Not to say that other churches are devoid of truth. We respect other religions and believe that the vast majority of them bring people closer to God and do much good in the world. Like us, they do their best to live according to the truth that they have received.
But they are missing the piece that we believe makes all the difference—a living prophet, called by God to speak His word and guide His church in these days. Without access to prophetic revelation, all truth and doctrines are vulnerable to debate, false interpretation, misapplication, deletion, and manipulation by people who either don’t understand them or who want purposely to alter them.
Knowing that our church is led by living prophets restores our faith in a God who cares as much about his children today as those who lived in Christ’s day, or in Old Testament times. It confirms that God is the same yesterday, today, and forever.
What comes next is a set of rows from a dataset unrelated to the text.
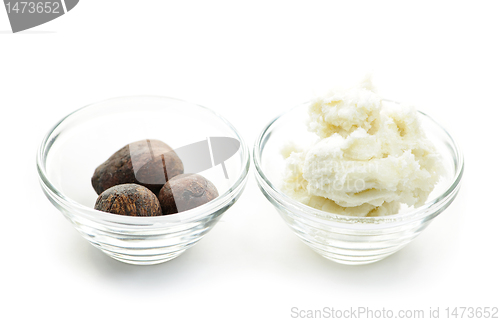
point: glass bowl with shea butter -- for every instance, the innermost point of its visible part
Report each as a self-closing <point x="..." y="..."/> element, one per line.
<point x="75" y="146"/>
<point x="340" y="237"/>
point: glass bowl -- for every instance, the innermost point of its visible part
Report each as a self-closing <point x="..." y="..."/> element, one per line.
<point x="346" y="239"/>
<point x="81" y="141"/>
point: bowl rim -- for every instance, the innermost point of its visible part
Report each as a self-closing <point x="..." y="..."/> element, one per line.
<point x="332" y="218"/>
<point x="188" y="215"/>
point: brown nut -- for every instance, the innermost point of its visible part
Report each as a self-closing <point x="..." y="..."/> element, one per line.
<point x="148" y="162"/>
<point x="129" y="200"/>
<point x="186" y="191"/>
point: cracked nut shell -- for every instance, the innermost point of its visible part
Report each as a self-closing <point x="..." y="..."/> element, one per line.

It fulfills His promise that He “will do nothing save he reveals it to his servants the prophets.” And it provides God’s children with reassurance that there is a stable, reliable source to which we can look for guidance as we navigate our lives.
Except when prophets are wrong.
Prophets are not infallible. They are, after all, men. Contrary to what some Disney princess movies might lead you to believe, there is no such thing as “the perfect man”—unless you’re talking about the one who could walk on water. Even He had the option and ability to make the wrong choice all along. And yet many members of the Church express shock and dismay when any modern-day prophet betrays symptoms of being human.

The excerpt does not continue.